Giuliano Laezza

Personal information
- Date of birth: 23 December 1993 (age 32)
- Place of birth: Naples, Italy
- Height: 1.78 m (5 ft 10 in)
- Position: Defender

Team information
- Current team: Giugliano
- Number: 23

Youth career
- Napoli

Senior career*
- Years: Team / Apps / (Gls)
- 2012–2013: Arzanese / 33 / (0)
- 2013–2014: Gubbio / 14 / (0)
- 2014–2015: Savoia / 3 / (0)
- 2016: Agropoli / 18 / (0)
- 2016–2017: AS Melfi / 38 / (2)
- 2017–2018: Reggina / 29 / (2)
- 2018–2019: Sicula Leonzio / 32 / (2)
- 2019–2021: Avellino / 29 / (0)
- 2021–2023: Reggiana / 28 / (2)
- 2023–2025: Vicenza / 55 / (0)
- 2025–: Giugliano / 25 / (0)

= Giuliano Laezza =

Italian footballer

Giuliano Laezza (born 23 December 1993) is an Italian professional footballer who plays for club Giugliano.

==Biography==
Born in Naples, Campania, Laezza started his career at Napoli.

===Arzanese===
In January 2012 he was signed by Serie C2 club Arzanese.

===Gubbio===
In July 2013 Laezza was signed by Parma for €75,000. He was immediately left for Gubbio in co-ownership deal for €200,000, in 3-year contract, along with Ferrari (for €300,000), as part of the deal that Parma signed Procacci (€200,000 in co-ownership) and Damiano (€300,000 definitive). However Gubbio also received premi di valorizzazione for the loans of Procacci (€100,000), Domini (€100,000), Moroni (€110,000), Caccavallo (€110,000), Pisseri (€110,000) and Damiano (€150,000) from Parma. Laezza made his Gubbio debut in a pre-season friendly.

In June 2014 Gubbio acquired Laezza outright for €200,000, as well as Parma bought Procacci outright for €200,000; Ferrari also returned to Parma for €200,000.
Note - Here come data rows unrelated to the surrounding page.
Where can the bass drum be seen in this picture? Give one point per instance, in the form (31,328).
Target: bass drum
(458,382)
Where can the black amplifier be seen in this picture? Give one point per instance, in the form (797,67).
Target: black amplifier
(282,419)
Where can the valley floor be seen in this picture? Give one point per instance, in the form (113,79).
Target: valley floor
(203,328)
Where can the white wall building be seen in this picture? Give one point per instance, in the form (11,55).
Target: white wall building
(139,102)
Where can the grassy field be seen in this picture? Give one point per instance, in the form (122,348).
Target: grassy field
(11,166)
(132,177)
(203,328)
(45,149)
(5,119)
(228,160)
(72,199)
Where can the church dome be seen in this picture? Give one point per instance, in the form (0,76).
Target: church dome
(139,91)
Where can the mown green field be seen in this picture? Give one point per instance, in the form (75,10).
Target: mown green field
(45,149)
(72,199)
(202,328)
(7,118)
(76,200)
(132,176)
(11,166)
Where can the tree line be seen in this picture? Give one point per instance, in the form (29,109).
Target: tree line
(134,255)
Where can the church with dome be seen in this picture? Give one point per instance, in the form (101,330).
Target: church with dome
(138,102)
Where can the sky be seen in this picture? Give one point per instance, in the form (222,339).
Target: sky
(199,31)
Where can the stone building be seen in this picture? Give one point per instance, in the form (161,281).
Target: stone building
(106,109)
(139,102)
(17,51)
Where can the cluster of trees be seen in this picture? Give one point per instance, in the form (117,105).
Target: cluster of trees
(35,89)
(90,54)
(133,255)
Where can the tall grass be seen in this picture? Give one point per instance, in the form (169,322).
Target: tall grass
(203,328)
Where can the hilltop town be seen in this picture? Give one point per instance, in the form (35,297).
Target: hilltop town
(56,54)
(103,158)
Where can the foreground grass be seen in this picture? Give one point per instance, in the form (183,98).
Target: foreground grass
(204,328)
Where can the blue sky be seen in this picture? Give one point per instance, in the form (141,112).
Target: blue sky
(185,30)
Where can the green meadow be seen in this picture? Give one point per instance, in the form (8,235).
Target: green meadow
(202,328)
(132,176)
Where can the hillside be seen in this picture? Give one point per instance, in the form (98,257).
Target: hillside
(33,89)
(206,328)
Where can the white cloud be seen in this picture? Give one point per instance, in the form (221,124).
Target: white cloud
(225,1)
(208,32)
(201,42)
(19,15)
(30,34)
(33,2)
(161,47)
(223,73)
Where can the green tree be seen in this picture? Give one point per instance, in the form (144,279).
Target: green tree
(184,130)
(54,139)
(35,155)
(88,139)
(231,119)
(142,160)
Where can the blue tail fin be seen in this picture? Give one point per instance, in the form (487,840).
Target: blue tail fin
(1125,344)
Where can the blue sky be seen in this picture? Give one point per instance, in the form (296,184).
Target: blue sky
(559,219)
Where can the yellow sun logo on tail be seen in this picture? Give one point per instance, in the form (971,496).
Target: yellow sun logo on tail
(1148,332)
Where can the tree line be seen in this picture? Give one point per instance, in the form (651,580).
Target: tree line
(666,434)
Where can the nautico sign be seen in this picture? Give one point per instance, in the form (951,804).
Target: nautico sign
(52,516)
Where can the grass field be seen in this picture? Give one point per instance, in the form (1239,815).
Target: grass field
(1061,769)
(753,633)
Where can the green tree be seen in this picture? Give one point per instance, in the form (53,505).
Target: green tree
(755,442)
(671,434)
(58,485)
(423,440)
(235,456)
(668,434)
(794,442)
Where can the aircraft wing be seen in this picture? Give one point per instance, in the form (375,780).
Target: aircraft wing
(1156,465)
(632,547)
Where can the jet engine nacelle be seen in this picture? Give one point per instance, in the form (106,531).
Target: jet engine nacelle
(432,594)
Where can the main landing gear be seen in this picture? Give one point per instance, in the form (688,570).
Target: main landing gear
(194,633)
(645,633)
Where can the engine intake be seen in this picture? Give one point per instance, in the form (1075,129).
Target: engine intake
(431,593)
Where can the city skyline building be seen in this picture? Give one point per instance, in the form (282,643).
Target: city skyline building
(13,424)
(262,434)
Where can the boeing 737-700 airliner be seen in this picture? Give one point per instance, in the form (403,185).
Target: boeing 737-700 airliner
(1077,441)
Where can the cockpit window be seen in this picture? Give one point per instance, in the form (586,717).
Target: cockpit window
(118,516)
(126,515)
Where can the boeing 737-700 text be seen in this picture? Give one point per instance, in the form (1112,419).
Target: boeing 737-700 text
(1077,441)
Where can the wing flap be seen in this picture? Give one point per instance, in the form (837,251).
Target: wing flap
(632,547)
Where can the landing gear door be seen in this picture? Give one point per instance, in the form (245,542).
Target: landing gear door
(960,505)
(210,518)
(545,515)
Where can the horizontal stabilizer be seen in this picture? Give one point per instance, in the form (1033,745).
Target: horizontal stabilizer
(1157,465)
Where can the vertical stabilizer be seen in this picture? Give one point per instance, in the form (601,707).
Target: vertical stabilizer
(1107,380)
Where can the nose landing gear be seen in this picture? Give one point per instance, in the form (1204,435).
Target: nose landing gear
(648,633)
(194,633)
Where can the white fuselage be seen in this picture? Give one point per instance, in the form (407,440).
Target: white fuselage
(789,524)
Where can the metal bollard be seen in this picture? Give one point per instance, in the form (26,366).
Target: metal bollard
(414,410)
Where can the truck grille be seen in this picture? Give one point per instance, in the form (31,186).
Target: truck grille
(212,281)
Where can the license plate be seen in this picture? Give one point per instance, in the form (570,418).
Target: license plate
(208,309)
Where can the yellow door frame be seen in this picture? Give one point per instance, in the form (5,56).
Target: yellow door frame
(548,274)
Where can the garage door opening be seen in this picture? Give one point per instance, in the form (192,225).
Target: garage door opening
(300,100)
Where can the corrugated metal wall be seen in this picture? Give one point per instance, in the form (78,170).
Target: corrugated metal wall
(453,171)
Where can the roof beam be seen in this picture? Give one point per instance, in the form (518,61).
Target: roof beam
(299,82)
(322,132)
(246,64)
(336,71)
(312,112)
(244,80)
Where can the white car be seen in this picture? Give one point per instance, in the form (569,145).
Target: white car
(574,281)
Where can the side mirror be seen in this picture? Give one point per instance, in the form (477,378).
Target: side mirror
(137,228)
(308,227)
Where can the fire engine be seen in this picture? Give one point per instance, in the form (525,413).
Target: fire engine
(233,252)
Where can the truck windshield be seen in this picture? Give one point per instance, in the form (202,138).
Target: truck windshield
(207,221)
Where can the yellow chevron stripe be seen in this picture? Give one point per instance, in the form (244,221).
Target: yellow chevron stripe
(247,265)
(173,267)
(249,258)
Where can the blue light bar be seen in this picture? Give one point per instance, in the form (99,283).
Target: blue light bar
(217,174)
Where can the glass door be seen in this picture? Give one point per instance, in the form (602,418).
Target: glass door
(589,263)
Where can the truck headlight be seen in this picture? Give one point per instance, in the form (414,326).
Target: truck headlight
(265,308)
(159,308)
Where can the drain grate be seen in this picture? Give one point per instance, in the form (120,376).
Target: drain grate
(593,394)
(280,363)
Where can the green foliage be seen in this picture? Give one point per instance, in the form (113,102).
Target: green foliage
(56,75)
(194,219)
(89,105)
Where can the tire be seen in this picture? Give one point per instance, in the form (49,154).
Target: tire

Laezza was a member of Gubbio for their 2014 pre-season camp. However, he was sold on 4 August.

===Savoia===
On 4 August 2014 he was signed by Savoia for undisclosed fee.

===Sicula Leonzio===
On 29 July 2018, he joined Sicula Leonzio in Serie C.

===Avellino===
On 10 August 2019, he signed with Avellino. On 21 September 2020, he suffered an ACL injury that kept him out of play for most of the 2020–21 season. He returned to action in April 2021. On 14 July 2021, his contract with Avellino was terminated by mutual consent.

===Reggiana===
On 14 July 2021, he moved to Reggiana on a two-year deal.

===Vicenza===
On 15 July 2023, Laezza joined Vicenza on a two-year contract.